Дорога к техникуму теперь вела через стадион, вдоль аллеи голых грустных берез, тихо шумевших под неласковым осенним ветром.

– Куда мы идем? Опять к техникуму, что ли? – недоуменно воскликнула девушка и подумала: «Какой он несмелый! Другой бы давно в койку затащил! А мы все бродим, непонятно где, как пионэры! – И сказав, страстно припала к его губам, дабы придать его мыслям правильное направление.

Целиком отдавшись поцелую, парочка и не заметила, как их обошла затихшая вдруг толпа преподавателей, возвращавшихся с праздника.

– Какая гадость! – вслух прошептала парторг Данильченко. И до самого дома толпа была вовлечена ею в дискуссию «о современном падении нравов и роли преподавателя, как личности».

В понедельник, после бурного окончания «Дня учителя», Клинцов с тяжелым сердцем ожидал встречи с новой знакомой. Его мучили и стыд, и брезгливость за столь натуральную оргию, которой закончилась их встреча и, к которой изначально, с таким упорством шла Леночка. Он пытался успокаивать себя тем, что всего лишь «чинно и благородно» хотел проводить девушку до дома и что она сама… Но как-то не вязался его «тургеневский Баден-Баден» с реалиями современности. Слишком неустойчивым оказался он перед слабостью девушки.
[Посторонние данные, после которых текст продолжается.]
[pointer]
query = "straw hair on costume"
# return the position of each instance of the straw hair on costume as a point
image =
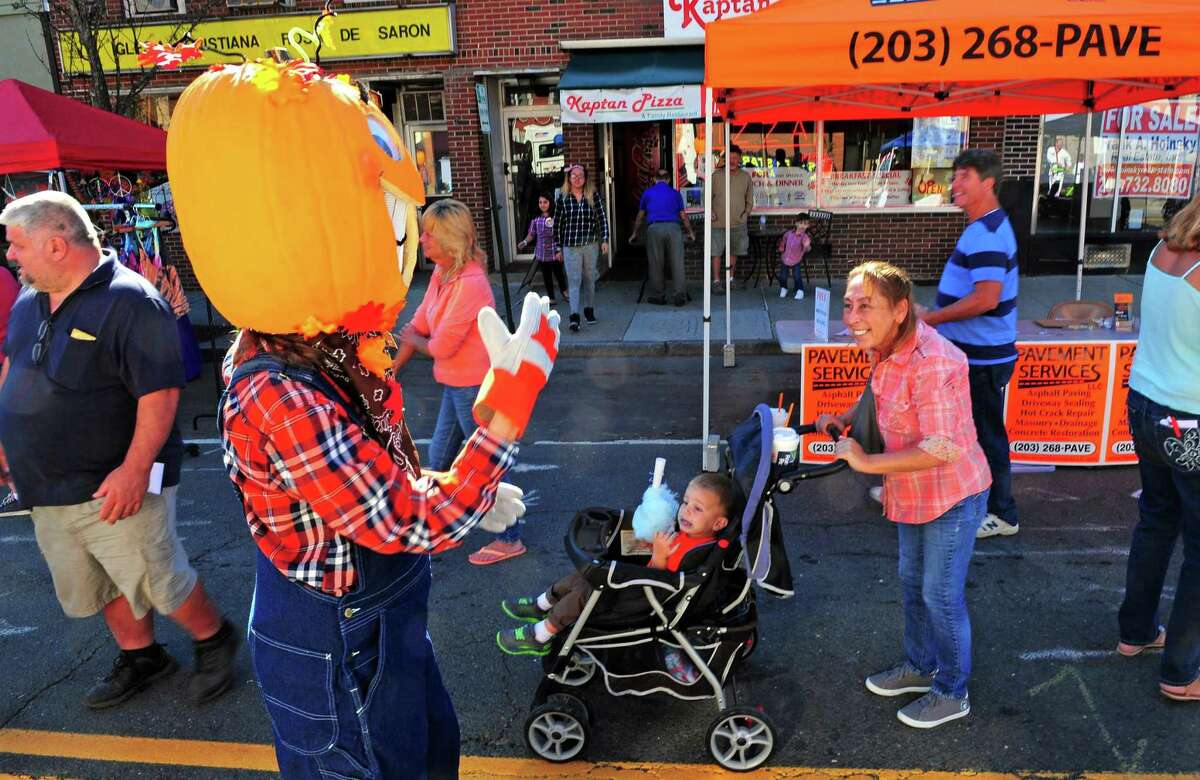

Александр густо покраснел, увидев ее, выходившей их гардеробной. Леночка же, вопреки ожиданиям, открыто и весело смотрела на вчерашнего любовника, не забывая время от времени, дразнить его язычком по своим алым губкам.

– Ну, ты как? Все нормально? – банально поинтересовался Клинцов.

– А что может быть ненормально? Все хорошо!

– Дошла до дома без приключений? Ты ведь не захотела, чтобы я тебя проводил после того как…?

– Я не помню никаких «после того», – засмеялась девушка, легко освобождаясь от причин рефлексии.

Такая легкость нравов поразила парня. Он-то любил пострадать и помучиться! «Да, может быть и так, – пронеслось в голове, – Хочешь быть чистым – значит нужно им быть! А что сейчас-то сопли-то распускать, post factum!? Правильно девочка поступает. Не омрачает себе жизнь, в отличие от тебя, а то еще кожа прыщиками пойдет!»

– Ты на пару? – уже спокойно и доброжелательно полюбопытствовал он.

– Да. У меня сегодня их три и вечерники.

– А… У меня тоже сегодня вечерники. Наши кабинеты рядом! Ну, пока! До встречи!